Ruth Dudley Edwards: As a ruthless debater, Douglas Murray seems to unerringly hit the nail on the head
Here's a recent sample. Speaking from Israel in a flak-jacket with rockets from Gaza periodically whizzing over his head — he knocks the stuffing out of the hyper-opinionated Piers Morgan in a London studio.
Murray was challenging the idiotic claim that the huge demonstrations in London with their antisemitic banners and shouted slogans were peaceful.
Morgan: “You don't honestly think they're all pro-Hamas, these people?”
Murray: “Well I think that anyone who, for instance, chants things like “From the river to the sea” is in fact what you describe, or is criminally ignorant.”
But not all protesters had been chanting such phrases, protested Morgan.

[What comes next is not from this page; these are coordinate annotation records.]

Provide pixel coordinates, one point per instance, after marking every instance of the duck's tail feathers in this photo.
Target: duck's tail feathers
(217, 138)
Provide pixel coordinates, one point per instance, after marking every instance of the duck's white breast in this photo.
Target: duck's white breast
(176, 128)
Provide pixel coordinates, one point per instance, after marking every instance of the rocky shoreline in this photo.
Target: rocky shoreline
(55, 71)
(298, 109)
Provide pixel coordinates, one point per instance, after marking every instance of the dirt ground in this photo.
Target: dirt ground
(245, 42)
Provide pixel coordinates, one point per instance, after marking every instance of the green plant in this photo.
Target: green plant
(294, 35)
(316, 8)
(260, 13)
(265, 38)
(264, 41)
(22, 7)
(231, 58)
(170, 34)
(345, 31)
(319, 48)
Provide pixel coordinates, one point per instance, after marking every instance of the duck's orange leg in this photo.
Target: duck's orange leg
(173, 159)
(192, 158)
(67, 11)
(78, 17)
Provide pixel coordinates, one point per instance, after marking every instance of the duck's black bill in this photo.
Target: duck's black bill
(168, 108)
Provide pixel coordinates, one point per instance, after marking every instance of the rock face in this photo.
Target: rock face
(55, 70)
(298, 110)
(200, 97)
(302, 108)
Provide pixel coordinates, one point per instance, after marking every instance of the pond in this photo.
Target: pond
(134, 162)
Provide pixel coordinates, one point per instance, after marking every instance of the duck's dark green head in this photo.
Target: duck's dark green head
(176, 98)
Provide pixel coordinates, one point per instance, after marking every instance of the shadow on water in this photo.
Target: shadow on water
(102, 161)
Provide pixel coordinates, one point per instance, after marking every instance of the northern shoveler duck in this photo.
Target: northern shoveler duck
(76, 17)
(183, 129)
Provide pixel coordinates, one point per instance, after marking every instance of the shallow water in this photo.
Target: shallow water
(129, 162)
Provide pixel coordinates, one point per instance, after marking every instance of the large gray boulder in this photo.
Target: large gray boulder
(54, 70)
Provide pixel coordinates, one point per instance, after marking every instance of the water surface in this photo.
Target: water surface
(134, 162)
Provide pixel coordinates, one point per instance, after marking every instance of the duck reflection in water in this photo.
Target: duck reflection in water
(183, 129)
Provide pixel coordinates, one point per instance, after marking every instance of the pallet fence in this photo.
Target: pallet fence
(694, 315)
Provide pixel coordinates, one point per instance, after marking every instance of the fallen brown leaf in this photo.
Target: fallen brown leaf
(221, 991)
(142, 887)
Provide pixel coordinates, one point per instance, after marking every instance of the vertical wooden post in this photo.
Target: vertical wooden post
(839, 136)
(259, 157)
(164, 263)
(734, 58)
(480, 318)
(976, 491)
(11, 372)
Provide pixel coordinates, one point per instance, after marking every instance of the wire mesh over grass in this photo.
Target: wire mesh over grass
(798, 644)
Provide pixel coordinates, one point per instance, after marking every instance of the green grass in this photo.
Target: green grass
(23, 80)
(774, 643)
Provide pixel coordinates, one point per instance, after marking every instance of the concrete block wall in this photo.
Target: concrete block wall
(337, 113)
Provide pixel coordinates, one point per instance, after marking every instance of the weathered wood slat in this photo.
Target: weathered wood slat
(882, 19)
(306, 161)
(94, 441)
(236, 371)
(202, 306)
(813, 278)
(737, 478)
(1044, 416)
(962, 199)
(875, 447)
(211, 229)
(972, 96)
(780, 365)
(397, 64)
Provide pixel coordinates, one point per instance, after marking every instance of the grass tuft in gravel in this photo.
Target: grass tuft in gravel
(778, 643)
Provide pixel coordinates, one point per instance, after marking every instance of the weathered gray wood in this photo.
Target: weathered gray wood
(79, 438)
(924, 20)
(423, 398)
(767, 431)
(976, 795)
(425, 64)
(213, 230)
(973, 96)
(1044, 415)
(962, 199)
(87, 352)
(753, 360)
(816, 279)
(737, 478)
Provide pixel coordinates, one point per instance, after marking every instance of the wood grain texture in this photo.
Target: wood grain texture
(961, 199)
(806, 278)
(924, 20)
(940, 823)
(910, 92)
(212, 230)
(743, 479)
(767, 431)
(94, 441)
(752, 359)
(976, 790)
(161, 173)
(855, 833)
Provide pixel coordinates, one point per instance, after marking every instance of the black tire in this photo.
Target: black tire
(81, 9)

Murray: ” OK, well here's a challenge, Piers. If you decided to go on some kind of march and in week one you discovered that you had the BNP [British National Party] on your side calling, for instance, for the murder of all black people, would you not wonder whether or not you should go on week two? Would you not drop out by about week three? I'd have thought so. I would.”
Morgan paused and - uncharacteristically - had the grace to concede. “That’s a good question. And yes, I would.”
Murray is a hugely successful writer and broadcaster: as a ruthless debater, he seems unerringly to hit the nail on the head. His knowledge, fearlessness and wit are winning him a vast new following. On Twitter, last time I looked, he had almost three-quarter of a million followers.
Douglas was in his mid-twenties when we met — almost two decades ago — and we bonded because we were both students of terrorism who shared a straightforward view of what was evil — with particular reference to Northern Ireland. What we both tried to understand and chronicle, as he put it in the introduction to Bloody Sunday, was “what happens when ordinary people are thrown into the middle of horrific events. And what forgiveness can ever mean when all the killers are loose”.
At the time I was following the civil case against the Omagh bombers and he the Bloody Sunday Tribunal hearings in London.
We discussed how to deal with uncomfortable evidence that was bad for those we thought were the good guys, and agreed that all one could do was tell the simple truth. I was very proud that he dedicated to me Bloody Sunday: Truth, Lies and the Saville Inquiry, for which he won the memorial prize in honour of Christopher Ewart Biggs, the British ambassador murdered in Dublin by the IRA in 1976.
A prolific journalist, the titles of Douglas’s books reflect his preoccupations and controversies: The Strange Death of Europe: Immigration, Identity, Islam; The Madness of Crowds: Gender, Race and Identity: and, most recently, The War on the West: How to Prevail in the Age of Unreason. His opposition to terrorists and their apologists has him smeared as far right and fascist and all too often in danger.
We were both very close to Seán O'Callaghan, the IRA terrorist who spent his adult life atoning for the evil he had done. When he died in 2017, Douglas told of Seán’s insistence on accompanying him to a particular speaking event. “As we turned a corner, we saw 100 bearded Islamists (many now in prison or dead) waiting for me. He must have felt my gulp because he put his corduroy-jacketed arm through mine, looked me in the eyes and said: ‘There are undoubtedly a lot more of them than there are of us. But don’t forget I can be extremely nasty in a corner.’ Luckily the police showed up before he had to demonstrate this.”
Today, all going well, families of three hostages of Hamas should be in Dublin meeting the Taoiseach, the Tániste and President Michael D. Higgins. I hope they can convince them that Hamas is evil, bent on annihilating the Jews, and that sermons about dialogue and peace processes would be an insult.
Ruth Dudley Edwards is the author of Aftermath: The Omagh Bombing and the Families’ Pursuit of Justice.